BY EMMA CONNOLLY
BACK off and target someone else – we’re already doing our bit for the environment, say West Cork farmers who are outraged at proposals to tax them on greenhouse gas emissions.
The proposal by the Citizens’ Assembly, they say, shows no understanding of how they operate and, if introduced, will ultimately result in more expensive food for consumers while bringing smaller farmers to their knees.
Statistics, they say, are proof they’re already moving in the right direction since 1990 they’ve increased production by 40% and decreased emissions by 6%.
On top of that they’re already paying carbon tax – something they say has not shown itself to be effective in reducing emissions but rather a revenue generator.
Harold Kingston, IFA Cork Central chairman, said there was massive anger locally over the proposal: ‘Tax is a blunt instrument that doesn’t work. This tax will either be so small that it won’t make any change – except in introducing more administration; or be so high that it will hamper food production, especially beef. Everything from the ploughing of a field for vegetables to a dairy processor’s new plant would be implicated by this.
‘On the face of it, it sounds like a great idea to the public who don’t understand farming emissions and how we are dealing with them.’
For it to work, he said, it would have to be introduced globally as one country could not be singled out and hampered by such a tax which has already been rejected in the likes of New Zealand where agriculture is one of the country’s main industries.
He described the discussion as a ‘missed opportunity’ which should instead have focussed on ‘smart farming’ and the likes of micro-generation of electricity; bio mass energy and the sequestering of carbon into soil.
‘This is a non-binding recommendation that has already been internationally rejected – it’s not a good idea; there’s anger on the ground and while personally I’m not surprised by it, I am disappointed.’
West Cork beef farmer Tommy Moyles said that in the absence of any heavy industry, farmers were the easiest target for the Assembly. However, he said he wasn’t panicking as there was a long road ahead, acknowledging there was a lot that could be done at farm level to improve emissions such as reducing inputs like fertiliser and feed.
His own operation has gone from using 26 tonnes of fertiliser in 2012 to 11 this year through better use of clover. ‘It’s good to have this conversation but it’s just not practical,’ he concluded.
Carbery said that while they recognised the need to reduce national greenhouse gas emissions, they do not support the tax: ‘Ireland is one of the most efficient producers of milk from a greenhouse gas perspective. There are already significant sustainability initiatives in place.’
West Cork IFA chairman Corney Buckley said local members were furious at ‘one group of people being singled out and taxed on their production.’
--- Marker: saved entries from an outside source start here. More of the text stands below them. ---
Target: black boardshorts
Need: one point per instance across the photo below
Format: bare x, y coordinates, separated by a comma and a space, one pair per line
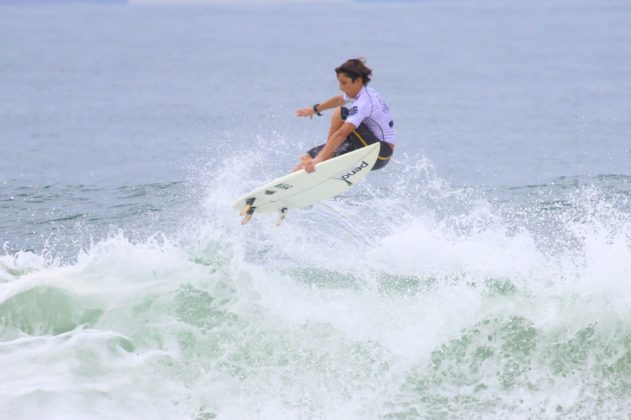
360, 137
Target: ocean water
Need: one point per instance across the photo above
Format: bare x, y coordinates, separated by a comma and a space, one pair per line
484, 273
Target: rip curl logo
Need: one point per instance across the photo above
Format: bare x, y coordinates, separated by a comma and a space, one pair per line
352, 172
‘Since the news emerged farmers have been ringing me – they are up in arms. It’s a lopsided decision by an anti-farmer group who don’t understand what we do. We will not take this lying down. The ultimate consequence, if this goes ahead, is dearer food, which would see us importing produce, and there’s no way of knowing how carbon-friendly that would be, so it’s a case of shooting ourselves in the foot.’
IFA president Joe Healy described the suggestions as impractical and unlikely to make any real environmental difference, while chairman of the organisation’s environment committee Thomas Cooney blasted it as having the potential to ‘rip the heart of rural Ireland.’
A spokesperson for Agriculture Minister Michael Creed added: ‘We continue to strive for improvement and are investing hundreds of millions through the department’s Rural Development Programme.’
The proposal now goes forward to the Oireachtas in the new year.